I agree there are a few, very few, instances where certain filters can be useful but otherwise they are largely obsolete. I must have 25 or 30 filters of all kinds and types sitting on the formerly stop bath stained shelves of my old darkroom.  They have been sitting there for years and years!

EB
EOS 1DX and 1D Mk IV and less lenses then before!

What size? Any 77mm, 62mm, or 58mm? I'm always looking for cool filters. I'll pay.

" I must have 25 or 30 filters of all kinds and types sitting on the formerly stop bath stained shelves of my old darkroom. They have been sitting there for years and years!"

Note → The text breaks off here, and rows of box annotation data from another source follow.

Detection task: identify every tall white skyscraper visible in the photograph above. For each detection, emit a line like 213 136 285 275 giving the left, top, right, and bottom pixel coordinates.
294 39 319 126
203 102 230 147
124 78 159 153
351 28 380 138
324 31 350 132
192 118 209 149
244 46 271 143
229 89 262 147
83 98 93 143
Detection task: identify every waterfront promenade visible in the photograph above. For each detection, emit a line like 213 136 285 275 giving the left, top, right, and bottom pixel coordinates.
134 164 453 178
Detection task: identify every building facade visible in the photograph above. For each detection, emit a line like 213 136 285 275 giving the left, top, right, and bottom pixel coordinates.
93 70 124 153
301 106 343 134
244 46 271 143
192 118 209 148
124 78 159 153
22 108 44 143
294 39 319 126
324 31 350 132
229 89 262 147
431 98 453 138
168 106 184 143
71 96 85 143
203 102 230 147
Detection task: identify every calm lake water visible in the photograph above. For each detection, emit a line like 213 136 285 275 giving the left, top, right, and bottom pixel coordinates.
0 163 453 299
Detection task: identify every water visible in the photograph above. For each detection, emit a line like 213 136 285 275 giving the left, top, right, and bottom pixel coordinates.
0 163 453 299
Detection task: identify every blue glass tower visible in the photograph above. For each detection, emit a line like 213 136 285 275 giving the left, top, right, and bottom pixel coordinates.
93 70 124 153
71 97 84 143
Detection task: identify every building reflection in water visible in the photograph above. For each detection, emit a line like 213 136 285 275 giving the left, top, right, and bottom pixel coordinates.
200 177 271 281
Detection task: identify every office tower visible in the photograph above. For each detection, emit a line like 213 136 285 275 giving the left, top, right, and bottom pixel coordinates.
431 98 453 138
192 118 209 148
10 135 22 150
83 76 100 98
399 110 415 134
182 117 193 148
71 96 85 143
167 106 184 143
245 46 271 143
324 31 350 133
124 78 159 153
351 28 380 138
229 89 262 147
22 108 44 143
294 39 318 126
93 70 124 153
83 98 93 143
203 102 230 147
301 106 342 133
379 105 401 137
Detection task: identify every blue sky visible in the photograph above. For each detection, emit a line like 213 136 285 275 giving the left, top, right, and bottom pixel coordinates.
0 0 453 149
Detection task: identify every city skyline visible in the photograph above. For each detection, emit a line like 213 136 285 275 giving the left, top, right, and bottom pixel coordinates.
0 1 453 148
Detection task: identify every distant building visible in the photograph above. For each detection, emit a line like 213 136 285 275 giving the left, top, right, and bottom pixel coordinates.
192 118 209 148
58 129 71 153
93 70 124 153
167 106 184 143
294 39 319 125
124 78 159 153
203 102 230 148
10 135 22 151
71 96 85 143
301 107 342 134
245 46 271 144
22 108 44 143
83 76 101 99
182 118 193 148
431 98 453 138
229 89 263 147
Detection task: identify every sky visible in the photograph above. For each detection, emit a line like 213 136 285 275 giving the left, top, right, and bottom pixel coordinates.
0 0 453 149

DSLR cameras have a mirror which is the cause of the problem. A linear polarizer can cross polarize, causing the image to darken or go completely black. Simular to an ND filter. Our old film SLRs used fully reflecting mirrors.  Meaning they had mirrors that reflect all polarized light with equal intensity to a point. DSLRs with autofocus use partial reflecting mirrors. The reduced reflected light, the key point here, goes to the viewfinder and metering systems.  And, some light goes on to the auto focus sensors.  This reduction can cause exposure errors and/or autofocus errors.

 

All circular polarizer filter are linear.  They just have an additional layer that "spins" the light, so to say. This fixes the exposure and focus errors or at least reduces them to a non-critical level. Will a plain linear polarizer work on a DSLR, yes, it will since the mirror is completely out of the way of the sensor when the photo is actually taken. However, you run the risk of the exposure or auto focus errors.

 

Perhaps a little simplistic but that is the basic idea.

EB
EOS 1DX and 1D Mk IV and less lenses then before!